I’ve been mucking about with the new claude.ai from anthropic, and thought I would ask it - here’s what it said:

Y

Yes, it is possible to set up a private Lemmy instance for use within a group of friends. Here are some steps to do this:

  1. Install Lemmy on a server you control. Lemmy is open source software written in Rust. You’ll need a Linux server with Rust installed to run it.

  2. Configure the Lemmy config file. Set the following options:

  • federated_timeline_enabled - false
  • registration_open - false
  • external_federation_enabled - false
    This will disable public federated timelines and open registration.
  1. Create user accounts manually. As an admin, you can create accounts for each of your friends on the Lemmy admin interface.

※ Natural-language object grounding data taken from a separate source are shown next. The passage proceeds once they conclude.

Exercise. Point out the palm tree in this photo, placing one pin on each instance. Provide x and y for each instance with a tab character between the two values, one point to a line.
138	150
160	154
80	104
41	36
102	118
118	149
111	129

  2. Consider enabling SSL. It’s recommended to enable HTTPS encryption on your Lemmy instance. You can get a free SSL certificate from Let’s Encrypt.

  3. Share the URL only with friends. Don’t publish the URL publicly, only share with your intended friend group.

  4. Lock down the server access. Use firewall rules, VPN, or IP whitelisting to restrict access to the server.

  5. Keep Lemmy updated. Watch for security updates and upgrade Lemmy regularly to stay safe.

  6. Consider private federation. You could federate multiple private Lemmy instances to allow a broader reach while still keeping everything private.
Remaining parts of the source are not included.